八人の従者(一)・・・整備工

  『かの有名な金持ち』の館から出てきたその男は、心持ち片脚を引きずりながら、やり切れない表情で自分の本来の持ち場である車庫へと入っていった。ウズラちゃんは目を覚ましたものの、ひと言も言葉を発しなかった。それはあまりにも大きな精神的、肉体的なショックによるものと考えられた。医師は再度頭を抱え、『かの有名な金持ち』の老人の心は更なる哀しみに潰されてしまいそうだった。そんな主(あるじ)やウズラちゃんの姿を見ていることに、彼は到底耐えられなかったのである。そもそも彼の仕事は屋敷とその町の中にあるすべての機械関係の整備だった。自分の専門分野である機械が相手なら、どんな症状でも何とかしてやれる自信はあった。だが、苦しむ小さな女の子を目の前に見ながら何も出来ないでいる自分に、彼は腹を立てていたのである。
そんなことから今日は徹底的に仕事をしてやろうと決めた整備工の男は、屋敷に隣接した車庫の中の昆虫車の一台にもぐり込み、その後部座席を取り外しにかかった。そして、その十数分後、シートの下の隙間から、青い色をした見慣れぬ金属製の箱を見つけたのである。見慣れぬ物体の発見に、彼は真っ先に悪いほうの可能性を考えた。盗聴器等の発信機か、あるいは爆発物の可能性も・・・。そんな彼の頭に先日の『大いなる機械』での爆発事故のことがよぎった。そう、あの夜、まさに彼自身がこの昆虫車を運転し、丘の上にウズラちゃんとキリモミ君を迎えに行ったのだった。そして、言われるままに『大いなる機械』の中心部に向かって車を走らせた。ウズラちゃんとキリモミ君をあの建物と建物の隙間の前で下ろして数分後、・・・その場でウズラちゃんたちを待っていたその時に、・・・あの大爆発が起きたのだ。
彼はまだ少し痛みの残る片脚をさすった。
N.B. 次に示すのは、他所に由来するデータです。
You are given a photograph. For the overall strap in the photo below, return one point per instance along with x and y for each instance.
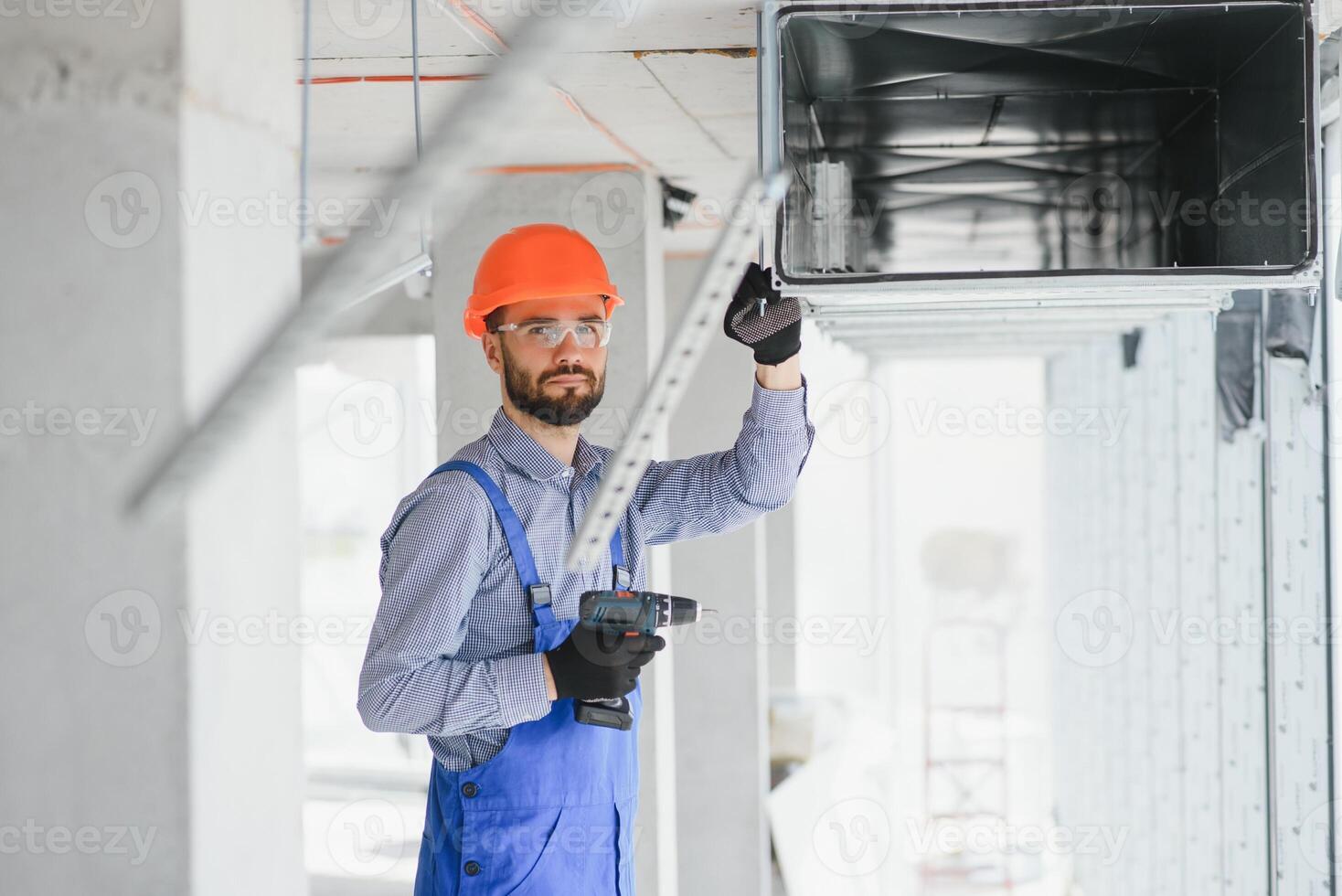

この程度の軽傷で済んだことだって奇跡的だと言われたのだ。そして、その瞬間、彼はその青い箱に関する記憶が頭に蘇ってきたのである。そうだ、この青い箱はあの夜、丘の上でウズラちゃんが抱えていたものだった。・・・そして、その後の大爆発・・・。青い箱・・・爆発・・・。彼の頭の中で渦巻いていた不安と悪い想像がこのとき完全につながってしまったのである。青い箱を持つ彼の手が震えだした。そして、彼はその箱に衝撃を与えぬよう、必死の思いで地面に置くと、脚の痛みなどすっかり忘れて館に向かって全速力で走り出したのだ。